Die wichtigsten Schlagzeilen vom 19.1.2011

Hundstorfer gegen Verländerung des Pflegegeldes

Nach dem Vorstoß vom Vorsitzenden der Landhauptmankonferenz OÖ-LH Pühringer, dass die Abwicklung und Auszahlung des Pflegegeldes nur mehr über die Bundesländer erfolgen soll, reagiert nun BM Hundstorfer mit einer klaren Absage.
(Heute, orf.at, P, KlZ)

Faymann: Erst Sicherheitsdoktrin, dann Wehrpflicht

Bundeskanzler Faymann will die Verhandlungen um die Sicherheitsdoktrin erst beenden, um danach über die Wehrpflichtabschaffung zu diskutieren. Die Wehrpflicht soll getrennt vom Zivildienst behandelt werden. Auch die Einbeziehung des Volkes behält Faymann sich vor. Die Wehrpflicht hält er aber nicht mehr für zeitgemäß. Beide Koalitionsparteien äußern sich jedoch trotz unterschiedlicher Auffassungen in diesem Punkt kompromissbereit.
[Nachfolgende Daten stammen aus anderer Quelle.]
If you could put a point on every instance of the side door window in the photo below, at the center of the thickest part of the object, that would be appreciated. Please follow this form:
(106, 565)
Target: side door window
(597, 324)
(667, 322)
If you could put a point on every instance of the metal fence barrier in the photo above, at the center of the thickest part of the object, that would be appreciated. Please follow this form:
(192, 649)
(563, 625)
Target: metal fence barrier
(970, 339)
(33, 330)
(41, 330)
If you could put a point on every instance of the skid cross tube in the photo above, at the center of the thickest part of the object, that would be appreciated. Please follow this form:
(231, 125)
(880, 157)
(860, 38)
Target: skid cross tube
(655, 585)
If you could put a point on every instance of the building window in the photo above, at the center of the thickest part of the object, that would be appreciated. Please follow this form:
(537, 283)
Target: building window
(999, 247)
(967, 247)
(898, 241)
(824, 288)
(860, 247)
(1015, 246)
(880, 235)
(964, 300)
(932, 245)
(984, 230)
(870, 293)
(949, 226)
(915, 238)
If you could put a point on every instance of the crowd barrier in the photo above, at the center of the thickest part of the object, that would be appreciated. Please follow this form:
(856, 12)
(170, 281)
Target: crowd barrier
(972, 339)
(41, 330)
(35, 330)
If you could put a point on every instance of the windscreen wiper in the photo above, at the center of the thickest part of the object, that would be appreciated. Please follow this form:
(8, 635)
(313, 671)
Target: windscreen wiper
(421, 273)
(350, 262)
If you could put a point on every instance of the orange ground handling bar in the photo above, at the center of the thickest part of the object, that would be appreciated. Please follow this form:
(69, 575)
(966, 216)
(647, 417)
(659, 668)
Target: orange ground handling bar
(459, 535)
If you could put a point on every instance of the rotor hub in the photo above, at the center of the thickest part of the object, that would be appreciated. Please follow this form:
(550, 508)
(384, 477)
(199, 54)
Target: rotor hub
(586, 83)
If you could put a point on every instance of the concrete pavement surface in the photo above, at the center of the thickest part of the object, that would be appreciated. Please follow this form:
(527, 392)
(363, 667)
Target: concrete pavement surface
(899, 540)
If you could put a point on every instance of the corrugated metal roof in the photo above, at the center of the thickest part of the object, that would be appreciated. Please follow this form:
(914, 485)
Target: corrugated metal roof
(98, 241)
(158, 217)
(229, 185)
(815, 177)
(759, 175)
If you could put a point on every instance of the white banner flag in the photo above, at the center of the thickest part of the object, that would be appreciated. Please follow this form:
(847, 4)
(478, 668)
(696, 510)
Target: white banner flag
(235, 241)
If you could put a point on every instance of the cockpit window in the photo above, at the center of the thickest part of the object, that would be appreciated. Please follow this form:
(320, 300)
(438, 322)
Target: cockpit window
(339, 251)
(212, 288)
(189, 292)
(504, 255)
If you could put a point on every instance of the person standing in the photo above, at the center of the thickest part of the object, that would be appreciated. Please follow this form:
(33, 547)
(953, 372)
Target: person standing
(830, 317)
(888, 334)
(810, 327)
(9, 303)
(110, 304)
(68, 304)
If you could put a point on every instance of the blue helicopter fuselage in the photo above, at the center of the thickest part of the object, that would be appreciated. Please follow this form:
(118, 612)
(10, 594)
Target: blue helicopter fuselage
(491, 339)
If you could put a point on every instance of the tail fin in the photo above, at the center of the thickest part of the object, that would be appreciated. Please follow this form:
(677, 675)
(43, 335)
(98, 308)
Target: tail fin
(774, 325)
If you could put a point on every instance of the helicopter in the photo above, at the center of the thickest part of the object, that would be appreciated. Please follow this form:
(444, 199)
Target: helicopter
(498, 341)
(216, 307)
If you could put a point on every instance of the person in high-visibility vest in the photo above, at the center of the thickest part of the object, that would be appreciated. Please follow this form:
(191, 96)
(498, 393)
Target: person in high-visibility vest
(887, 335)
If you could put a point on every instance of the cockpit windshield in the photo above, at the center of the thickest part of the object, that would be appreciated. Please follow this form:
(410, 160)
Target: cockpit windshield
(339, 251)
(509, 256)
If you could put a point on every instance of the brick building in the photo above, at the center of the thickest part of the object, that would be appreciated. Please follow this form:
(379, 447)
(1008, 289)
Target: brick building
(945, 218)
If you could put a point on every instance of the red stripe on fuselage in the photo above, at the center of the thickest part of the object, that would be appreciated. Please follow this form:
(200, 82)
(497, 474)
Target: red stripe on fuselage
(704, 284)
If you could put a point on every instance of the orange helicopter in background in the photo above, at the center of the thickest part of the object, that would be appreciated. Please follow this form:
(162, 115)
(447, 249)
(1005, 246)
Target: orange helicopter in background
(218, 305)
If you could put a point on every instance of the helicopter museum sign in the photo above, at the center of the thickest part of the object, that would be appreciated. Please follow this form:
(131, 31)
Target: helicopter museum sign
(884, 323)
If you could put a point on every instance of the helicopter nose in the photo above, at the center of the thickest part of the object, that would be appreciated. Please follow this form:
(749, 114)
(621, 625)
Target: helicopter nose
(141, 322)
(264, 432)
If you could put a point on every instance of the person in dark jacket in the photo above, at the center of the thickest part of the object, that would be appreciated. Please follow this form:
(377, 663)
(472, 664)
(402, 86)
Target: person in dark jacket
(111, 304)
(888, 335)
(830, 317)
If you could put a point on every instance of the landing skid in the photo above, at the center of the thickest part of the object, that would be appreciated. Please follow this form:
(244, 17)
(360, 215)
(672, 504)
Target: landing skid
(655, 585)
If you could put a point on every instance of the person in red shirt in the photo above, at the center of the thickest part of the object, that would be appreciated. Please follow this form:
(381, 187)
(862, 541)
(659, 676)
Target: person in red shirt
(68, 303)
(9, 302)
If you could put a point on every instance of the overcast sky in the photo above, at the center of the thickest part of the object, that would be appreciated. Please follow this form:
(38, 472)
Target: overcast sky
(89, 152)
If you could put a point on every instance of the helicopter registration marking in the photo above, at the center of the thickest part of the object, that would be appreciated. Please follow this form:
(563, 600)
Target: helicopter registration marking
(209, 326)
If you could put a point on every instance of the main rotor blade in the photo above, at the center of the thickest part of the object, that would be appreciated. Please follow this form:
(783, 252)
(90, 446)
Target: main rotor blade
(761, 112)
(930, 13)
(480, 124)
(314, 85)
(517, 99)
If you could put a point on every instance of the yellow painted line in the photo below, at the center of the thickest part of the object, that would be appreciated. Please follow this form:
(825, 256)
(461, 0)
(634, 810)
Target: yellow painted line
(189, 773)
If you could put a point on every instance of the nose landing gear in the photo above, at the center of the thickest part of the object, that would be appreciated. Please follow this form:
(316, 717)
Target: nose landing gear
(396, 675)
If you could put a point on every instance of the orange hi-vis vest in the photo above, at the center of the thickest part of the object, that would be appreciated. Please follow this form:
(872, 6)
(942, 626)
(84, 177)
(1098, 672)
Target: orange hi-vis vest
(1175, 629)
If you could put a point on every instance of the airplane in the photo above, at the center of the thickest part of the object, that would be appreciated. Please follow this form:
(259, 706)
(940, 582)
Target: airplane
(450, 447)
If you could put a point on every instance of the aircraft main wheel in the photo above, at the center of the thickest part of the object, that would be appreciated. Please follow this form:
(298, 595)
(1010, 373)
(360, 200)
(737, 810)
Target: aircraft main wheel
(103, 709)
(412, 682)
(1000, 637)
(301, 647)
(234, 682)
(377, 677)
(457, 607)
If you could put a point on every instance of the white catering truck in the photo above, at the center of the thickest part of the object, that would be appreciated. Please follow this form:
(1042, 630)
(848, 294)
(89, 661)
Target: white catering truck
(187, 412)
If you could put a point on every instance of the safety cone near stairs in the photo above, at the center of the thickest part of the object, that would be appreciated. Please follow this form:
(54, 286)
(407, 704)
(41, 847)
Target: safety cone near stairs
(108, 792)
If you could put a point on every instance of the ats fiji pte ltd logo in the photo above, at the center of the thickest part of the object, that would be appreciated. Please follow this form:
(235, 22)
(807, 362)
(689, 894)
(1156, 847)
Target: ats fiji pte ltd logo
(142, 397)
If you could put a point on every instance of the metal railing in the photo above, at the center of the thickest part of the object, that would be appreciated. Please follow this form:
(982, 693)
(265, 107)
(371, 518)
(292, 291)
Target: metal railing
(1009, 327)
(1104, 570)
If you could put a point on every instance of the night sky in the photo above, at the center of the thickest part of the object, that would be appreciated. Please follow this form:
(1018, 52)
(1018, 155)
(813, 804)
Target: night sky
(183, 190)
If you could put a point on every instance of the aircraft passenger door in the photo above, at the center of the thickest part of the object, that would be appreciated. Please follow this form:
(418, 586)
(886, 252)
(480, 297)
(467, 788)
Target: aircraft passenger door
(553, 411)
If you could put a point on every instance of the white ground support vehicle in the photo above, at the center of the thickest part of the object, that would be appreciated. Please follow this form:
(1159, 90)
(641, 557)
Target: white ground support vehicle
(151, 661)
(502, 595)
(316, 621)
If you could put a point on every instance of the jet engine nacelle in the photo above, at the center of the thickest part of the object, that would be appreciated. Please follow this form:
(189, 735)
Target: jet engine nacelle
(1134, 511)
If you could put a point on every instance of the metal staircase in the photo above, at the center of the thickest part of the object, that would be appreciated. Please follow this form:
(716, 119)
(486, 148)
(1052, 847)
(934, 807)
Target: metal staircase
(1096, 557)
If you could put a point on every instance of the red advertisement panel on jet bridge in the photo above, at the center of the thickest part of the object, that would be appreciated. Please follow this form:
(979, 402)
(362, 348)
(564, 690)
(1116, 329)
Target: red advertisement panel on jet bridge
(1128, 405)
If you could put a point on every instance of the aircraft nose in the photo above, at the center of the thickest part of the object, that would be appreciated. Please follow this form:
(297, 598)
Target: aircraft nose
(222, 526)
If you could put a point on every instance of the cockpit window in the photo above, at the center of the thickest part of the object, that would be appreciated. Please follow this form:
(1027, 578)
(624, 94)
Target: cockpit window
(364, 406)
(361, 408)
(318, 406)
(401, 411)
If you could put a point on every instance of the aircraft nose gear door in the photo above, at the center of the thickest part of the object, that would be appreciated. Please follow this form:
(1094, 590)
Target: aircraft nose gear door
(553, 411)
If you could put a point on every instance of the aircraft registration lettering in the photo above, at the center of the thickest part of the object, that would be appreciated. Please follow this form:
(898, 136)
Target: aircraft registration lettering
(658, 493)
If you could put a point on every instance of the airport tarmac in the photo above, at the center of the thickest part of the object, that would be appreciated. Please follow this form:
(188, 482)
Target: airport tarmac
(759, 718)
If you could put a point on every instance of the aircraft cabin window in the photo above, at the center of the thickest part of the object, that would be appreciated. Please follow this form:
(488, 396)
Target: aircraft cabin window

Aber auch in der ÖVP mehren sich die Stimmen für ein Aus der Wehrpflicht, Ex-Minister Bartenstein beispielsweise gibt zu, das wenn man sich die internationale Entwicklung ansieht, das Aussetzen der Wehrplicht "wohl ein Gebot der Stunde" ist. Eine Umfrage ergab, dass 60 Prozent der Bevölkerung für die Abschaffung der Wehrpflicht sind.

(Alle Medien)

LH Pröll fordert Mehrheitswahlrecht mit starken Beamten

Der Niederösterreichischen Landeshauptmann Pröll fordert das Mehrheitswahlrecht für den Bund um Sachpolitik wieder zu ermöglichen. Dies benötige, so Pröll, eine größere Unabhängigkeit der Spitzenbeamten von den politischen Verantwortungsträgern. Als konkretes Beispiel nannte er die Diskussionen um das Bundesheer, wo hohe Offiziere die Möglichkeit zu mehr Mut haben sollten, sich gegen ihre politischen Verantwortlichen zu stellen.

(P, St)

Kriminalstatistik: Wenigste Verbrechen seit einem Jahrzehnt

2010 gab es 9,4 Prozent weniger Anzeigen in Österreich als 2009. BM Fekter: "Das ist die niedrigste Kriminalistätsrate seit zehn Jahren." Die Aufklärungsquote stieg nur geringfügig um 1,5 Prozent auf 41,4 Prozent. Während Burgenland am sichersten ist, ist Wien immer noch das Sorgenkind der Ministerin. Die Zahl der Einbrüche ging um 25,7 Prozent zurück. Noch höher war der Rückgang bei den Kfz-Diebstählen mit minus 44,6 Prozent. Die Kriminalität im Internet, Trickdiebstähle und Morde stiegen jedoch im vergangenen Jahr.